İntihar düşüncelerinin illa da intihar edileceği anlamına gelmediğini, bu düşüncelerle kişinin yaşama arzusunu, yardım çağrısını, yeni bir başlangıç gereksinimini de belirttiğini söyleyen Dindar; “Fakat bu düşüncelere çaresizlik, gelecek korkusu, yalnızlık kaygısı eşlik ediyorsa bir intihar girişimine dönüşme olasılığı yükselir” diyor ve ülkemizde artan intihar vakalarına dair ise şunları söylüyor:
“Yoksulluk ruh sağlığında yeterince incelenmiş, ruhsal zorlanmalarla ilişkisi bırakın hakkı verilerek çalışılmayı, ana yol ruh sağlığı alanında ideolojik olarak örtbas edilmiş bir konudur. Bu konudaki ciddi bir çalışmanın sonuçları tüm kurumsal örgütlenmeyi tartışmalı hale getirir, bu da istenmiyor sanırım. İşini kaybetmiş ya da mevcut üretim ilişkilerinde çalışma koşulları insani olmaktan çıktığı için kendi değerini yaşayamaz hale gelmiş kişiler bizzat intiharlarıyla bu eşitsizlikler arasındaki bağı kurarak veda ediyorlar yazık ki. Üstelik intiharın bir boyutu da öç almadır. Kalanlardan öç alma… John Bowlby’nin (psikanalizde bağlanma teorisinin öncüsü) intiharı bir ilişki biçimi olarak görmesini toplumsal düzeyde de düşünebiliriz; intiharda bir mektup bırakılıp bırakılmadığından daha trajik olan öğe, bizzat intiharın bir mektup olmasıdır.”

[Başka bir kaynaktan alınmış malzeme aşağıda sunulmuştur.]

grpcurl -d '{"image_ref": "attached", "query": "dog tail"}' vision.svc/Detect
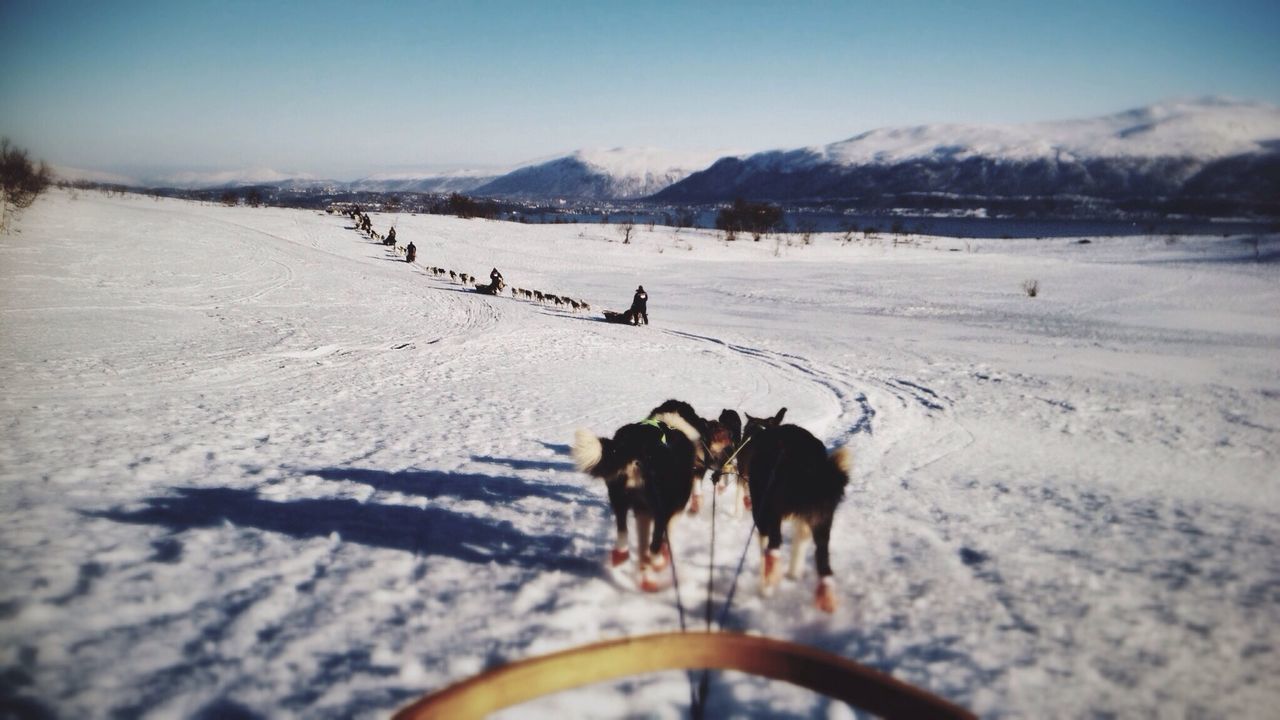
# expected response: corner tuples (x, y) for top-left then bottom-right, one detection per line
(831, 446), (854, 479)
(573, 428), (604, 473)
(653, 413), (703, 447)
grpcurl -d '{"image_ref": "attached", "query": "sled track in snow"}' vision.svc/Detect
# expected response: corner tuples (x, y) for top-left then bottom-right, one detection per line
(664, 331), (974, 475)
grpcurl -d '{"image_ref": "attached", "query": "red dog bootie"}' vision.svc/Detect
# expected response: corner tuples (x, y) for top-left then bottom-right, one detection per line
(609, 547), (631, 568)
(813, 575), (836, 612)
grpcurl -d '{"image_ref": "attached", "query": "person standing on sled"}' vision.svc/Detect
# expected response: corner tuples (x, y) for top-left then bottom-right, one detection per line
(627, 286), (649, 325)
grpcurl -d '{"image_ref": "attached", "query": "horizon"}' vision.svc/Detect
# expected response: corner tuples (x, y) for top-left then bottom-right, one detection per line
(0, 0), (1280, 181)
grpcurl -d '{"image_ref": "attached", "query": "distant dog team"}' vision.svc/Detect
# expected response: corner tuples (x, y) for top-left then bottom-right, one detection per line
(572, 400), (852, 612)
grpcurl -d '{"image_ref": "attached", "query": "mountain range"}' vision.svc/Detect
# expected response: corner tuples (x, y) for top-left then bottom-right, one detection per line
(654, 99), (1280, 211)
(70, 97), (1280, 214)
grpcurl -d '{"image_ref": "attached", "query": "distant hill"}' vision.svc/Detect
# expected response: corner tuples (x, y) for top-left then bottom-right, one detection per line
(475, 147), (732, 200)
(654, 99), (1280, 213)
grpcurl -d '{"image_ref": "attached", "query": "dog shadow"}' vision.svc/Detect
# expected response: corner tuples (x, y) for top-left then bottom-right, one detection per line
(471, 455), (576, 473)
(84, 479), (599, 577)
(302, 457), (586, 505)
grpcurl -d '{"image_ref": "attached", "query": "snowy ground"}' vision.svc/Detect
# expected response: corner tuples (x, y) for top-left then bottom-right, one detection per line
(0, 192), (1280, 717)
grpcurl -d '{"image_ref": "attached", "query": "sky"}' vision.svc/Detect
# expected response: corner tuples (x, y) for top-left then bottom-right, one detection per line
(0, 0), (1280, 179)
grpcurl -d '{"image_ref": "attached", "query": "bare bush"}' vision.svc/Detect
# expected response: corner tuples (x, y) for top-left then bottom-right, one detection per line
(0, 137), (54, 229)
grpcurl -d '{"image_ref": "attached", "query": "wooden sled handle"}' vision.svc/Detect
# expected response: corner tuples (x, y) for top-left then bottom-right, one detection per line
(394, 633), (977, 720)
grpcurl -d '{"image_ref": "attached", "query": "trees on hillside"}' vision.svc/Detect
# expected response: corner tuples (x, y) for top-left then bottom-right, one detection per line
(0, 137), (54, 229)
(716, 199), (782, 242)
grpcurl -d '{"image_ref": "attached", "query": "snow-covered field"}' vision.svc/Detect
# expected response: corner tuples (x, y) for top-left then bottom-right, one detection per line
(0, 192), (1280, 717)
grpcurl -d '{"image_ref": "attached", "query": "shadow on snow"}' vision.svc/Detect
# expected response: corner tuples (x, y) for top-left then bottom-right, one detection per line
(86, 470), (599, 577)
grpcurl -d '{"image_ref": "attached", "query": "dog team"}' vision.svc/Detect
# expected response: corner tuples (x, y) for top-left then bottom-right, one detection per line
(572, 400), (852, 612)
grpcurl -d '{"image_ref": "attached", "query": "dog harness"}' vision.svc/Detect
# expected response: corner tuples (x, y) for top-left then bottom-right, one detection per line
(640, 418), (671, 445)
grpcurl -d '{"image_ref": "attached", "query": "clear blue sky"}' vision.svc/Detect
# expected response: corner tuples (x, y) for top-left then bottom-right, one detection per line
(0, 0), (1280, 178)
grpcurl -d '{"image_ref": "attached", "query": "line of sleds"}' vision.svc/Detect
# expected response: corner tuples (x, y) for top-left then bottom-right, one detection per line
(330, 205), (649, 325)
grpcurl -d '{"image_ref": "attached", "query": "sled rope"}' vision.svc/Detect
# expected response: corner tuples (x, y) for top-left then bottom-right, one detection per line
(667, 532), (701, 707)
(394, 632), (977, 720)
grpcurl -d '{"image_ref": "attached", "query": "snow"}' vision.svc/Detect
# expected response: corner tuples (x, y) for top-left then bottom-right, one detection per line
(0, 191), (1280, 717)
(819, 97), (1280, 165)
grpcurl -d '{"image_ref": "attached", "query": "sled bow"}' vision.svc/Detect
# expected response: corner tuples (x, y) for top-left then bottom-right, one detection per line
(394, 632), (975, 720)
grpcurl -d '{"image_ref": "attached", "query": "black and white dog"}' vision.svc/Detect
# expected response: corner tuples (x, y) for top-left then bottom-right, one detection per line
(573, 413), (700, 592)
(649, 400), (733, 514)
(744, 409), (852, 612)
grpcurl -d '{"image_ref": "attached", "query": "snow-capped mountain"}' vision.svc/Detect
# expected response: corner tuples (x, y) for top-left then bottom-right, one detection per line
(349, 169), (506, 193)
(140, 168), (343, 192)
(657, 99), (1280, 208)
(475, 147), (721, 200)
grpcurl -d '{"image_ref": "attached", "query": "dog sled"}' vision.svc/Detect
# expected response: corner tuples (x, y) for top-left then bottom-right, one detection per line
(604, 310), (636, 325)
(476, 279), (507, 295)
(394, 632), (975, 720)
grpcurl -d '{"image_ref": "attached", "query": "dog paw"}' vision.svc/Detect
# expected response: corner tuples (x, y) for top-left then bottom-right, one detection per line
(813, 577), (836, 612)
(762, 550), (782, 591)
(640, 573), (663, 592)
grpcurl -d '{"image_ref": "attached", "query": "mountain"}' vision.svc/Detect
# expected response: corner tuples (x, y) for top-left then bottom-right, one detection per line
(475, 147), (718, 200)
(348, 170), (502, 193)
(141, 168), (344, 192)
(654, 99), (1280, 213)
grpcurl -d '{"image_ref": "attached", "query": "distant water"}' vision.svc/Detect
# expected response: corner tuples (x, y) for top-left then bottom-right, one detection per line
(514, 211), (1280, 238)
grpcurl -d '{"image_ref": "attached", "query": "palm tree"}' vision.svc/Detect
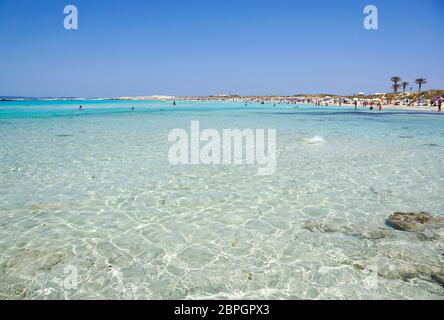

Özellikle işçilerin yoğun olduğu Kocaeli gibi yerlerde yaşanan art arda intiharlara dair ise ‘geçiş alanı’ tespiti yapıyor Cemal Dindar: “Kocaeli ilimizi, hatta Tuzla’dan başlayıp Kocaeli çıkışına kadar olan bölgeyi bir geçiş alanı gibi görüyorum. Söz konusu bölgede kapitalizmin insan yaşamına dair toplumsal, ruhsal, bedensel nice dertler yarattığına dair vakalarla sık karşılaşıyoruz. Dilovası’ndaki kanser vakaları, işte deprem ve yıkımları, bir zamanlar IŞİD örgütlenmesiyle gündeme gelmiş olması, günümüzde intiharlar… Türkiye’de üretim ilişkilerini ve sonuçlarını anlamak için özel bir alan… Benim medyada öykülerini okuduğum kayıplarda kişilerin kendi değerlerini yaşamakta güçlük çektikleri, bazılarının zaten göçle geldiği, yaşamlarında alışık oldukları destek düzeneklerinden yoksun kaldıkları, gittikleri yerde o ünlü misafirperverlik yüceltmemizden pek de eser olmadığı anlaşılıyor. Hem geçmişleriyle bağlarından yoksun hem gelecekle ilgili umutsuzluk içinde olmaktan söz ediyoruz. Bu gelecekle ilgili umutsuzluğa kişinin çoluk çocuğuna en temel şeyleri sağlayamamanın utancını, belki suçluluğunu da ekleyelim.”
Cemal Dindar
‘Kriz dönemleri intiharı artırır’
Türkiye’nin geçiş toplumu olması nedeniyle, batıya göre daha az intihar vakasının görüldüğünü, aile gibi kurumların bir savunma düzeneği yarattığını belirten Dindar, bu düzeneğin ise çok uzun ömürlü olamayacağını savunuyor:
“Geniş aile yapı olarak çözülüyor ama değerleri bireyin dünyasında var olmaya direniyor. Yoksulların dünyasında dinin ağrı kesici olarak işlevinin devam edişi, intiharın İslam’da yasaklanmış olması, toplumun ayrıştığı tekilin birey değil de aile oluşu, yine intihar etmiş bir üyenin bir ailenin toplumsal değeri ile de ilişkilendirilmesi önemli savunma düzenekleri yaratıyor… Fakat benim gözlemim neoliberal yıkımın İslamcı siyaset kadroları eliyle olmasının bu savunma düzeneklerini de zayıflattığı yönünde.”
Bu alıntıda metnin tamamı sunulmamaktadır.